ASHAs told this reporter that they were recently asked to identify people above 30 years with diabetes, high blood pressure or drug addiction at home and take them to the hospital if necessary. They also identify leprosy patients and facilitate their treatment and arrange for blood tests for those in fever-prone areas.
After providing the data to the subcentre ANM every Wednesday, ASHAs receive a monthly incentive of Rs 2,500. Mithu said that the Rs 100 incentive for providing regular medication to tuberculosis patients has been discontinued.
Yamuna Tudu, from Sarenga, whose husband is paralysed, said that Rs 5,000 was provided to first-time mothers in the Below Poverty Line (BPL) category under the Pradhan Mantri Matru Vandana Yojana (PMMVY) scheme. “However, the government announced on April 1 that the benefit would be provided to only a girl child,” she said.
“Despite conducting surveys for about a year-and-a-half as per the government’s direction, no first-time mothers have received the amount. The mothers blame us. Health workers from various areas have raised this concern but to no avail,” she added.
ASHA Mithu Chatait talks to a patient at Junbedia subcentre.
Several ASHAs, including Mithu Chatait (from Junbedia) and Nabanita Choudhuri (from Onda), said that chief minister Mamata Banerjee had announced a compensation of Rs 1 lakh for any ASHA worker infected with COVID-19. However, several ASHAs who were at the frontline during the pandemic were infected but none of them were compensated, ASHAs alleged.
Purnima Bishoyi (from Kotulpur), Nomita Dutta (from Chhatna) and several other ASHAs alleged that the state government had promised them smartphones but never provided them. Even the free Rs 100 recharge is not provided consistently.

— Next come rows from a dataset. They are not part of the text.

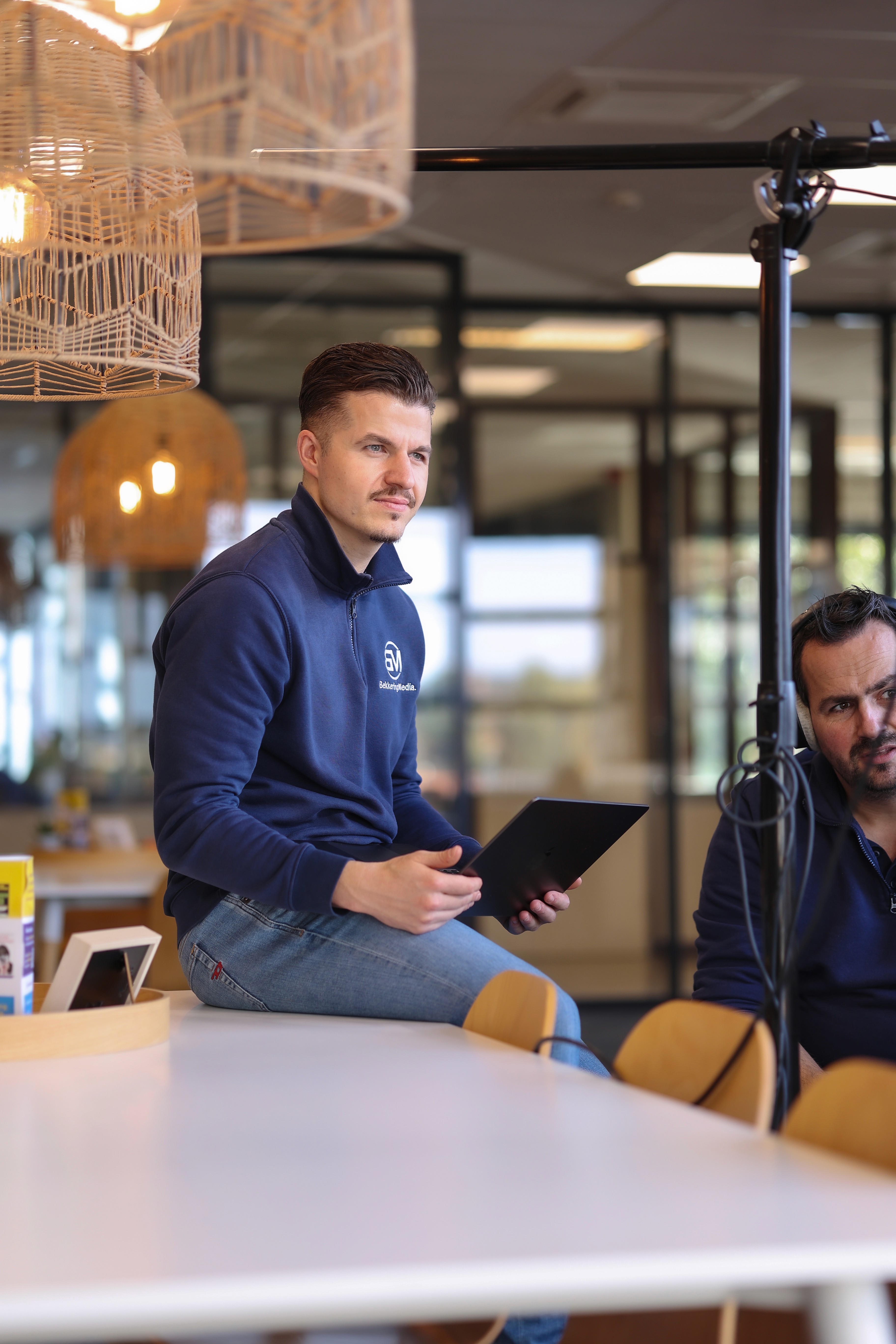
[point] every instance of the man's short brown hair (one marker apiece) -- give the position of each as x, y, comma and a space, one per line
361, 366
835, 619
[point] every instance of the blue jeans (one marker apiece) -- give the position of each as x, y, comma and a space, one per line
245, 955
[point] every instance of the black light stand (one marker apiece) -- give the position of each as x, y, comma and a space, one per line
790, 205
790, 197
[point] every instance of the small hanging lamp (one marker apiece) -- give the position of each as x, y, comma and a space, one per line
151, 484
297, 117
100, 261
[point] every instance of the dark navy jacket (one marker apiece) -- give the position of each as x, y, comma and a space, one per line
848, 968
285, 720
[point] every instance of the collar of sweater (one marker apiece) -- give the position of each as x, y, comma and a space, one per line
327, 560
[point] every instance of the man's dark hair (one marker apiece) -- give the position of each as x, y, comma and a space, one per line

Numerous health workers alleged humiliation by block-level to higher-ranking officers. They are also humiliated if they question the inadequate infrastructure of a maternity ward of a hospital.
Several ASHAs like Namita Mondal (Hirbandh), Yamuna Das (Taldangra) and Sanchita Karmakar (Bishnupur) and many others rued the lack of proper income, the demanding nature of their job and the less time they spend with their families.
ASHAs are required to work till 60 years old yet lack the facility of provident fund, pension or other retirement benefits.
Indrani Mukherjee, district convener of Paschimbanga Asha Kormi Union and a CITU leader, said that ASHAs aren’t paid minimum wages. “They are burdened with work. They should be paid a salary of Rs 26,000. It is inhuman to make them work 24 hours a day for project works and only pay them Rs 7,000,” she said.
Bankura chief medical officer of health Shyamal Saren said that the government tries to support ASHAs, who operate in extremely challenging conditions. “These workers continue to provide health services to communities with unwavering dedication,” he said.
The writer covers the Jangal Mahal region for ‘Ganashakti’ newspaper in West Bengal. The views are personal.